Los dos escritores rechazan la simplificación del rap como «la mera banda sonora de una generación perdida que, por otra parte, los anglosajones nunca quisieron ver ni encontrar». Para ellos, es algo más, tiene un valor artístico. El gran mérito de este ensayo es que está escrito en un momento en que el rap necesita de una justificación. El género se abre paso frente al desprecio de una crítica inane que lo tilda de violento o poco original, precisamente las mismas acusaciones del «establishment». El rap tiene incluso que enfrentarse en los tribunales a su pecado original en forma de demanda por plagio, por nacer de la repetición y la remezcla de fragmentos de soul o funky.
Foster Wallace reacciona: «Muy posiblemente, el rap sea lo más importante que le está pasando hoy a la poesía americana, que es un mundo no menos cerrado que aquél y no menos extraño y estricto en su vocabulario y sus modales. La poesía se ha vuelto tan endogámica y tan inaccesible que simplemente no puede compartir los productos de su creatividad más que con un par de millares de lectores fanáticos en sandalias, no puede movilizar ni influir más que a una fracción de esos lectores, y no genera ingresos para nadie». Y aunque ya no podamos dársela, en eso Foster Wallace tenía razón: el hip hop es el género musical más vivo gracias a que los raperos se han olvidado de los clichés. Es el caso de Kendrick Lamar, cuyo «Good Kid, Mad City» podría haberse titulado Una Odisea en Compton, mientras que «To Pimp A Butterfly» hizo volar la mente de David Bowie. Este último disco merece en el libro un epílogo igual de sesudo e interesante, firmado por Casey Michael Henry, oportuno para comprender la fuerza literaria del rap de hoy. Un disco escrito con estructura épica –lo comparan con «La Ilíada»– y en el que las fuerzas de la sociedad son el telón de fondo de las andanzas de un héroe vulnerable sometido a conflictos morales.

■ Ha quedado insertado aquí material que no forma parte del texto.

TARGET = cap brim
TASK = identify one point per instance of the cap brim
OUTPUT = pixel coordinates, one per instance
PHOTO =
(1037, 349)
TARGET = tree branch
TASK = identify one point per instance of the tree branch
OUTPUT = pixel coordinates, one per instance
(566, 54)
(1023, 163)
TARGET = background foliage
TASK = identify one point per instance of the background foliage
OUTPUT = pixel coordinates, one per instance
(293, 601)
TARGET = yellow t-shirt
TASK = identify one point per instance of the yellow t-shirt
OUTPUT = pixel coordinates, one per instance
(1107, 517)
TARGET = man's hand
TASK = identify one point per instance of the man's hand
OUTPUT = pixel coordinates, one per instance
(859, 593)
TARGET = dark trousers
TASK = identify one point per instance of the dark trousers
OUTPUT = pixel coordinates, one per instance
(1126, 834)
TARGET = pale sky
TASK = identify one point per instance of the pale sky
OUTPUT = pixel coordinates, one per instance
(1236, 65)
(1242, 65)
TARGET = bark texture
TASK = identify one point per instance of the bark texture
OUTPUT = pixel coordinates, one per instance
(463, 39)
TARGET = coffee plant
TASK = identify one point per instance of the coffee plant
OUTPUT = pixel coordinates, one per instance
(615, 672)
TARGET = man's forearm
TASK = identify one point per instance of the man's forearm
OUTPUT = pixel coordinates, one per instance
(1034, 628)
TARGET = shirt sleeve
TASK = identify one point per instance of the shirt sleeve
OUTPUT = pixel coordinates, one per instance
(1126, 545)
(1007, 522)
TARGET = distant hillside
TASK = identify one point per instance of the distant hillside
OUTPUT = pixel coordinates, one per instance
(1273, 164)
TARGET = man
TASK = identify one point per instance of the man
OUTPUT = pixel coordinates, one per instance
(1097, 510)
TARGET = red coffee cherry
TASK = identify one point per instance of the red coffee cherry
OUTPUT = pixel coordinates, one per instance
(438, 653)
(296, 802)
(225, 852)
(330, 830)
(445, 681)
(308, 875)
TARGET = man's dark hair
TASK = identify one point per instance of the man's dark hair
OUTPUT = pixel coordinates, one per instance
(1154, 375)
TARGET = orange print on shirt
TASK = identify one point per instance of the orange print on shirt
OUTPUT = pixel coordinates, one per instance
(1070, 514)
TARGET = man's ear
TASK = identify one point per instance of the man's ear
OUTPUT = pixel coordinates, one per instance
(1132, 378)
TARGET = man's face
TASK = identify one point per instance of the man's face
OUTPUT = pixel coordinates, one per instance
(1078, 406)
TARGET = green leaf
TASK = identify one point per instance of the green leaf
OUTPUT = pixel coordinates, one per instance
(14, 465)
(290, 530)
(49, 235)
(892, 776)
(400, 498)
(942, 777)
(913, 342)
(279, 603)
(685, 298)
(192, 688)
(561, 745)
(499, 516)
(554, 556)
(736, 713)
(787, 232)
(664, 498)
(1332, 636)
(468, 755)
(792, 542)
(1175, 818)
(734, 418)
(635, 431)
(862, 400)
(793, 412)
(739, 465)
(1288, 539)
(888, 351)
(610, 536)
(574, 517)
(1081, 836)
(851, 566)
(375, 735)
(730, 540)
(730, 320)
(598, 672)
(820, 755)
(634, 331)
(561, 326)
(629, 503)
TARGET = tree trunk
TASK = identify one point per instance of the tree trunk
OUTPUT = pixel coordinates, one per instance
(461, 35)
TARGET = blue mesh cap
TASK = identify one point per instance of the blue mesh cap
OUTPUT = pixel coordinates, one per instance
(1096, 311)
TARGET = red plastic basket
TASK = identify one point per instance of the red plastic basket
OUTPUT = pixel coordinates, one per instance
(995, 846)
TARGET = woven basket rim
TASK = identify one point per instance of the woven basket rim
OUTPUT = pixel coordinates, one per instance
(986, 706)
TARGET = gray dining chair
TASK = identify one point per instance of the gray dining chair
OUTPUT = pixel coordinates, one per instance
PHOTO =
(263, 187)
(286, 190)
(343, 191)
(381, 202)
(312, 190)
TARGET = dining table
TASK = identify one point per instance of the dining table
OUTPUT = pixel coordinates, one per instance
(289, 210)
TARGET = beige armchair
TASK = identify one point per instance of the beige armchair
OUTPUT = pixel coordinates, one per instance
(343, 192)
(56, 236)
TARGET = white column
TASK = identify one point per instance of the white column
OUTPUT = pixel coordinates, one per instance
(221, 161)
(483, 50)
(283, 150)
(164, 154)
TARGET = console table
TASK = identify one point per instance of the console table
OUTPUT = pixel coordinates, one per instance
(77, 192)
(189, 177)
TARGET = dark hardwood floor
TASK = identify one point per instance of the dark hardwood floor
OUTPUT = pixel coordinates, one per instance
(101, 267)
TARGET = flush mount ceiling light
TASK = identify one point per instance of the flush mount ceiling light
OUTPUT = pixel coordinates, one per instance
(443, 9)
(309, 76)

El rapero ya no uno de los arquetipos que Wallace y Costello describen (el gángster temible, ni el chico pequeño pero listo, ni el semental) sino un narrador que es consciente de serlo. Es decir, que ya no vive atrapado en el presente, sino que narra una historia. Por cierto que, en ese envidiable diálogo que mantienen las dos orillas anglosajonas en materia musical, era muy necesario que apareciese Kate Tempest, londinense, mujer y dramaturga. «Ley Eat Them Chaos» es, además del mejor disco de 2016, una obra literaria de primera categoría: siete personas de la misma calle de Londres no pueden dormir por motivos distintos. Tempest nos lleva de la mano por el fracaso de nuestra sociedad. Y aunque esto queda fuera del contexto del libro, es justo de lo que hablábamos al principio.